A top World Health Organization (WHO) official on Sunday said the number of patients infected by the Ebola virus has risen to 1,825 in four African countries.
Dr. Keiji Fukuda, the assistant director general of health security for the World Health Organization, said on CBS’s “Face the Nation” that approximately 900 people have died in the outbreak, and that number is expected to increase.
“I think that we anticipate that there will continue to be cases,” he said.
“And if we continue to have cases, then we will continue to have people dying from this disease. This is a severe infection, so we expect both numbers to increase over the coming weeks.”
Fukuda, however, said, “this is definitely an outbreak that can be contained.”
“We know that this is not a mysterious disease,” he said. “It's a severe disease, but we know it's not mysterious. And what I mean by that is that we know how this virus is transmitted.
“I mean, it requires one person touching another person and coming into contact with bodily fluids. And because of that, and we know when people are most infectious, this virus can be stopped.”
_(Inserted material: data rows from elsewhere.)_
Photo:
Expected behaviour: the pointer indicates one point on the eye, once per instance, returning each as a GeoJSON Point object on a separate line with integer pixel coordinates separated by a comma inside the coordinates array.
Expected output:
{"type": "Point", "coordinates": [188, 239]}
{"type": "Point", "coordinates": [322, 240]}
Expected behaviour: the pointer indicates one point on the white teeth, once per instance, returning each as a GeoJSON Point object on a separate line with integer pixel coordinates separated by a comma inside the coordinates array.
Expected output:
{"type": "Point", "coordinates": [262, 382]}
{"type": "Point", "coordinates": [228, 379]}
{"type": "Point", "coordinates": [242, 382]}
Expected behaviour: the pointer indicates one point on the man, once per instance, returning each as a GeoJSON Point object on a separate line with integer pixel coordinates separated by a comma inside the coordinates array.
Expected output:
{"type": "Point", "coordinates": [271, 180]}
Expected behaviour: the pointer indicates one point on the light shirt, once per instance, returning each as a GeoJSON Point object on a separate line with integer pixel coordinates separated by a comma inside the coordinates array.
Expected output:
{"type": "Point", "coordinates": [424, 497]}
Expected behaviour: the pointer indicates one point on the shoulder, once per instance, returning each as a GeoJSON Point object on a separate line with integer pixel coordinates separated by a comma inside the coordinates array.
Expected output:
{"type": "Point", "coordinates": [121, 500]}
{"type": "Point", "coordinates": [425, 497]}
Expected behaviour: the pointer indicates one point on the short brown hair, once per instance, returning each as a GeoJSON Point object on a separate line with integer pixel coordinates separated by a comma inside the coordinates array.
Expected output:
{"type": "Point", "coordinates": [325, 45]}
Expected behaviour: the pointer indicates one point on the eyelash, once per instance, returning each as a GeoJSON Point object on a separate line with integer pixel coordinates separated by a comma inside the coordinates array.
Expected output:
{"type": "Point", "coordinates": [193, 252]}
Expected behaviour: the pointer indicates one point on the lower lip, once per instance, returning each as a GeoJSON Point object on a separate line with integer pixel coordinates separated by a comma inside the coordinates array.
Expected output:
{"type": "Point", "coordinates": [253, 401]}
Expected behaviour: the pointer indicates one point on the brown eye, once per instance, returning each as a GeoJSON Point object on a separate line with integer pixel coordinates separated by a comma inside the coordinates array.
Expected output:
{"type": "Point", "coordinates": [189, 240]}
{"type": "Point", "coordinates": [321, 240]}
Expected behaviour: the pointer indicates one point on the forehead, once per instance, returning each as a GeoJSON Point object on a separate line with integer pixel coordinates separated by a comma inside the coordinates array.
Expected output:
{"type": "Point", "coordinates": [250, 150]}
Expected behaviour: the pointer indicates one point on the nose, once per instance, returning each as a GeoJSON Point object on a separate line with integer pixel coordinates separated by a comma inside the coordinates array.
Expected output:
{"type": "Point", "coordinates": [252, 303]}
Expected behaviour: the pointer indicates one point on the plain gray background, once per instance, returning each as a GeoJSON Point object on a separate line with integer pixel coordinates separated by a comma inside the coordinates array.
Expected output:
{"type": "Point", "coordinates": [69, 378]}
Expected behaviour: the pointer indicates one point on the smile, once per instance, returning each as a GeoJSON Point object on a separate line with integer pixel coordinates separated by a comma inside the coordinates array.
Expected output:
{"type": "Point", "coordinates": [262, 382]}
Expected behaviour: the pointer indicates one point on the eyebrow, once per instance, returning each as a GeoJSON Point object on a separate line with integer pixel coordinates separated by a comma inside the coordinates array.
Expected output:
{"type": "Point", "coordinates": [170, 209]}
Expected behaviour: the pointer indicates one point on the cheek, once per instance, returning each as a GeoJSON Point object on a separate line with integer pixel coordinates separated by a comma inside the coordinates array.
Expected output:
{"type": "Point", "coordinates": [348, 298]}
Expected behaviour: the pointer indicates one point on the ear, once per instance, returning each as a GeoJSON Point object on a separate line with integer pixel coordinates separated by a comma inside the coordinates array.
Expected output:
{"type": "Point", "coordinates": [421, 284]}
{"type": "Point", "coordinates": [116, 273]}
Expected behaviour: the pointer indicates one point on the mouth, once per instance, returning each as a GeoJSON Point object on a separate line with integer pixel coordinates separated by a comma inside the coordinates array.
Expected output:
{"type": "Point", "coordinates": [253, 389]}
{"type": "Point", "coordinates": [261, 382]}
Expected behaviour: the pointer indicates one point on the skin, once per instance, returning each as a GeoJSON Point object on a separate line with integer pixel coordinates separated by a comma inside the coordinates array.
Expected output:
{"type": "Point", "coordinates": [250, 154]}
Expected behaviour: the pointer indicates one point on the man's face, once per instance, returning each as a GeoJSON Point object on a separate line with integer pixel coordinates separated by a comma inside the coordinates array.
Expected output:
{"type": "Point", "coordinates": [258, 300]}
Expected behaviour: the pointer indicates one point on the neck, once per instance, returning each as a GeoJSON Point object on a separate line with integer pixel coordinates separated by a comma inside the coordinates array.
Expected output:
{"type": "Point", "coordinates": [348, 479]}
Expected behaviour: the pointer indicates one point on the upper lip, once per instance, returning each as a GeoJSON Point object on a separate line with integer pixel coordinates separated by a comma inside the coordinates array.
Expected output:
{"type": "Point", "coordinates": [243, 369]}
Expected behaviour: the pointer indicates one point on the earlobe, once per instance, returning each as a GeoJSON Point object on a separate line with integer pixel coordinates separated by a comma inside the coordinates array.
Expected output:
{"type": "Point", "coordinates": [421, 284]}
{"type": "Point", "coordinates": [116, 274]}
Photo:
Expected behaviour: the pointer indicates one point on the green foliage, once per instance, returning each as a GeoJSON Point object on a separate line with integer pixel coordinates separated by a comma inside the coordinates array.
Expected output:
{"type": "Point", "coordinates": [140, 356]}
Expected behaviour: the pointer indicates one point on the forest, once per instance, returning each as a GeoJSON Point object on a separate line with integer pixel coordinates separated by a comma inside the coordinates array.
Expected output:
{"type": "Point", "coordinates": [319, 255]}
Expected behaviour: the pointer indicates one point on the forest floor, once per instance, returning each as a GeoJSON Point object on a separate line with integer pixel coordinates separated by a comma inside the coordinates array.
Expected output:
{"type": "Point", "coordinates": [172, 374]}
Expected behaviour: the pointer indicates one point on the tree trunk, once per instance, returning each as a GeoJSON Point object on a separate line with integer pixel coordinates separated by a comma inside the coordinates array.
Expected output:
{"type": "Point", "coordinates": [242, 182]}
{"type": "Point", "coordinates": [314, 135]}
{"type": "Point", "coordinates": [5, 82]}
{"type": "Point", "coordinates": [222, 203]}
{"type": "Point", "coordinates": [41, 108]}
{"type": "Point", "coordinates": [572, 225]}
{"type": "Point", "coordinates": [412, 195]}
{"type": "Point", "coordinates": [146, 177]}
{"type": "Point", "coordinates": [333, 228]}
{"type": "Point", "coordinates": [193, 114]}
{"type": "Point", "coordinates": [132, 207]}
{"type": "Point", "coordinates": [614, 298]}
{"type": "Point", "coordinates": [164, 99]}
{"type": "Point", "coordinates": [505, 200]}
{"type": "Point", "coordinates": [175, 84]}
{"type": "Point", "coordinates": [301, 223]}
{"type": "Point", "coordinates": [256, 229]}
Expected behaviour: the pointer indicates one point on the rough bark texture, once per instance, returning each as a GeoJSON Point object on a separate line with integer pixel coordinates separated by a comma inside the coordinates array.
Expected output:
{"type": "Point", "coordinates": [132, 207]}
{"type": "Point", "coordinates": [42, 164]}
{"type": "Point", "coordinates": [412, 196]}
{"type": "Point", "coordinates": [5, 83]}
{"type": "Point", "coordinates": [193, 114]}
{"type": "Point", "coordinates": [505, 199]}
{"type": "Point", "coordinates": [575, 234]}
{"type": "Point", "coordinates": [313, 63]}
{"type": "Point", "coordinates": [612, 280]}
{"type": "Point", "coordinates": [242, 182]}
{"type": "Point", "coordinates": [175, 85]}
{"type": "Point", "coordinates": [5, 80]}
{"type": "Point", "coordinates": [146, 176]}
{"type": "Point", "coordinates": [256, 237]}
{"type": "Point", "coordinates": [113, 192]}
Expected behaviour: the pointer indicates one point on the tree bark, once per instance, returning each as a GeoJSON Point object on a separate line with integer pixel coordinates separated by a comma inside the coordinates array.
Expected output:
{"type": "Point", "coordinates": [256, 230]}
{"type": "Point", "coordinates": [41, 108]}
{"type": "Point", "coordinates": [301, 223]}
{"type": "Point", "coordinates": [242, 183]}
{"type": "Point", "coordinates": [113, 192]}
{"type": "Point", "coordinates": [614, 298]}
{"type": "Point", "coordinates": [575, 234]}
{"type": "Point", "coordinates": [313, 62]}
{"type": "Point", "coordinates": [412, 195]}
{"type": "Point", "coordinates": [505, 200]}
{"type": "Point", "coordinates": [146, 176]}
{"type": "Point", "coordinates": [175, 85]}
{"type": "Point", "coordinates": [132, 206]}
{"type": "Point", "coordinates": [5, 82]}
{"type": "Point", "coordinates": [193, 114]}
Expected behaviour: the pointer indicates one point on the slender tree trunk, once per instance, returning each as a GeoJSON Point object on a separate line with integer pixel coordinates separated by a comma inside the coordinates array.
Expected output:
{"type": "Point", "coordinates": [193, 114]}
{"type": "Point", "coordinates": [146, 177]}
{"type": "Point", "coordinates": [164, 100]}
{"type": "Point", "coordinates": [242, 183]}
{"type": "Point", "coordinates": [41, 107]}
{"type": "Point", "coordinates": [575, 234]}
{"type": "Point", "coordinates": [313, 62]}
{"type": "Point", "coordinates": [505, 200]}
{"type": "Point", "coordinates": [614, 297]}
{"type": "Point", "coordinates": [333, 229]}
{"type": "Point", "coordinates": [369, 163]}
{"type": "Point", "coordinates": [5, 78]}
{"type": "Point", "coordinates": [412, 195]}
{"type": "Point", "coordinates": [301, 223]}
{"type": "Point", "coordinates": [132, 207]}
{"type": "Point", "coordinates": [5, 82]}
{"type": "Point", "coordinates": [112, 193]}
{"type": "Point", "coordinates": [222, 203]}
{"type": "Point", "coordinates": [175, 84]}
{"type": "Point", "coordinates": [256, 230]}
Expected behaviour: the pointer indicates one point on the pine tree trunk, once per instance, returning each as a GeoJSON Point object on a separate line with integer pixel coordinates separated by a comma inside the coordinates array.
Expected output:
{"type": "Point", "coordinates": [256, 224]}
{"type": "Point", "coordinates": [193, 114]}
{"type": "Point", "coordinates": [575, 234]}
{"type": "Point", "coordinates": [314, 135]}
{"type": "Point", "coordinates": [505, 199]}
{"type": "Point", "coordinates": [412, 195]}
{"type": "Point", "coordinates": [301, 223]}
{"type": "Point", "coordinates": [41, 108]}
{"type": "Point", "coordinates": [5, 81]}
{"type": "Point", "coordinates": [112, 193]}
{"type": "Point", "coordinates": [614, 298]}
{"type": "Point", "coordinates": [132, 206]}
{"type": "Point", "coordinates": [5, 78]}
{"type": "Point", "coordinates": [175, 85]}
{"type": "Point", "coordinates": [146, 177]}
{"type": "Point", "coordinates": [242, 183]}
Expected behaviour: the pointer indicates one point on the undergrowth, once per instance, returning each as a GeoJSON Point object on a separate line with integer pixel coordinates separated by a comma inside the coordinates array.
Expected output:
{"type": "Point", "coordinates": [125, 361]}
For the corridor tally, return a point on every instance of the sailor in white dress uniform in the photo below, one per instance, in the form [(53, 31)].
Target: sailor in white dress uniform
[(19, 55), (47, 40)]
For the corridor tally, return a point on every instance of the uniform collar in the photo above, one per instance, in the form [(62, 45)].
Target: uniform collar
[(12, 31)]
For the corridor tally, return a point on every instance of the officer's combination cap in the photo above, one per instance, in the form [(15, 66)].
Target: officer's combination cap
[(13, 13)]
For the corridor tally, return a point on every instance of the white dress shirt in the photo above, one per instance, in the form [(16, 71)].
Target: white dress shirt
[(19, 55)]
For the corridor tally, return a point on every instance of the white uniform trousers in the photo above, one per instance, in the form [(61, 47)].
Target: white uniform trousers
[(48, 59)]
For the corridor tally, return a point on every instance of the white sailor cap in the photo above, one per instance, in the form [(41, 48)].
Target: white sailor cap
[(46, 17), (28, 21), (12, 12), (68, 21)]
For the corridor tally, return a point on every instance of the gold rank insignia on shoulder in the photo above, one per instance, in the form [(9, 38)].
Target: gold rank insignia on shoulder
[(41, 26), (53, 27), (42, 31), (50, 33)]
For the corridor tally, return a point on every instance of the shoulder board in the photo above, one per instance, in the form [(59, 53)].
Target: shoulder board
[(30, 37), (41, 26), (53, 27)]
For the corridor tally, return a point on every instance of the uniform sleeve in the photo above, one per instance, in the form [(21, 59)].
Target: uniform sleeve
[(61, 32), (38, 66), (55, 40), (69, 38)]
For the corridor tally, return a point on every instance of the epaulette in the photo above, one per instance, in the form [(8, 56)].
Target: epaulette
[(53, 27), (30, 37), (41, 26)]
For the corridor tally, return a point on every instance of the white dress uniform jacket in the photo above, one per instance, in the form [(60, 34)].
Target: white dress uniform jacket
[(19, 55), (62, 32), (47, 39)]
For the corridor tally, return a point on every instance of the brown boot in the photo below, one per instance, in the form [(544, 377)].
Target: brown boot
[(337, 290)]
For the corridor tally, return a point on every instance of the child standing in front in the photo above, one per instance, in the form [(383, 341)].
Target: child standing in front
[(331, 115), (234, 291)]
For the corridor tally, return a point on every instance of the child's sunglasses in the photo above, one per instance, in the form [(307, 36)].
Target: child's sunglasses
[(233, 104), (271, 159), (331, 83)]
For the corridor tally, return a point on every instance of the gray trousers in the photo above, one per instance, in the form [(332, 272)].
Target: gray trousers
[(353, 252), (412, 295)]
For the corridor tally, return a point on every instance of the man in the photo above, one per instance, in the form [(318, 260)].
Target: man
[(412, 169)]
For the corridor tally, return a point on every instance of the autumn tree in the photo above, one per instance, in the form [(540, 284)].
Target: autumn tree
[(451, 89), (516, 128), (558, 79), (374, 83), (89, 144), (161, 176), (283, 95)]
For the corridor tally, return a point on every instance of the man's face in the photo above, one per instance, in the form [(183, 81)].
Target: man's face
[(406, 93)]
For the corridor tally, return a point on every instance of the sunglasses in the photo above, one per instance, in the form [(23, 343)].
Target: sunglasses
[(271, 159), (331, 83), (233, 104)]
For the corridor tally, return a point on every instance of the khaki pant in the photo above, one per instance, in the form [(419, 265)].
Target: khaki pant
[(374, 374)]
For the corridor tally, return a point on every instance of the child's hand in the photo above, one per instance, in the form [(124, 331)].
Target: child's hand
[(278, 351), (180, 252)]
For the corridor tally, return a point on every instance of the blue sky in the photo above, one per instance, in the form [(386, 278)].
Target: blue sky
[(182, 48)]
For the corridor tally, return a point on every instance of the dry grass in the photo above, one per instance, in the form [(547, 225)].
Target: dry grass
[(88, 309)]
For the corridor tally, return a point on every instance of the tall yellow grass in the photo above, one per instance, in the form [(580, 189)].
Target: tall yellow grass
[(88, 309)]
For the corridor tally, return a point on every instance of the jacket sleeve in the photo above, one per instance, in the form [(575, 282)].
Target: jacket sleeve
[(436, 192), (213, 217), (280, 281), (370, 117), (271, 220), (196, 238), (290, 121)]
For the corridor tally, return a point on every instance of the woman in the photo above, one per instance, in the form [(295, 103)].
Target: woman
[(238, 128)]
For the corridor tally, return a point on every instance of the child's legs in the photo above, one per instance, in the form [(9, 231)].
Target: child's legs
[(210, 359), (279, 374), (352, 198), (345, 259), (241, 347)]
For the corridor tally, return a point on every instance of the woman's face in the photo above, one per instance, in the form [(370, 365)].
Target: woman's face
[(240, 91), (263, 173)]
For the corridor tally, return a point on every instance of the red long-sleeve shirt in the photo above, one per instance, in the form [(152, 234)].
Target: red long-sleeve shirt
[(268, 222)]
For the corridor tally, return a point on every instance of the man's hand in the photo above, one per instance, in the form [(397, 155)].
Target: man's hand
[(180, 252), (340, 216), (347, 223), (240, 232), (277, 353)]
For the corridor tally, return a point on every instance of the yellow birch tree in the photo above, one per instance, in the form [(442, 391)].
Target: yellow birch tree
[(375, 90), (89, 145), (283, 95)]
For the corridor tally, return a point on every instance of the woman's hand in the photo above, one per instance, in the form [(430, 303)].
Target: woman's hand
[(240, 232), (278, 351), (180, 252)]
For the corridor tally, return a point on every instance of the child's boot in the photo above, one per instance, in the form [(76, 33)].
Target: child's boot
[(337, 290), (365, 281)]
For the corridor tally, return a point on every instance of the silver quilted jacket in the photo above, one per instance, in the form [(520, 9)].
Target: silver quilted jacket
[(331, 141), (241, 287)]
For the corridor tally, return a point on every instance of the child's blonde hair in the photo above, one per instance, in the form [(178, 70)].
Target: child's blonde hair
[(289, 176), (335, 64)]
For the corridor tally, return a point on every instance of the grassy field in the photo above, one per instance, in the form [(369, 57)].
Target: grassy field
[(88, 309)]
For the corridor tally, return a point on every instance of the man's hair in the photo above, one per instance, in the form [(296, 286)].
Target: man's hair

Fukuda said weak health systems in the affected African countries are making the job more difficult, however.
“And so, what we need here is really to scale up. And so we know what to do, but WHO working with many different countries and many different partner organizations need help in making sure that we can do the things which are needed to stop transmission.”
Fukuda said countries with “good health systems, good health professionals, good surveillance systems” are unlikely to have large outbreaks.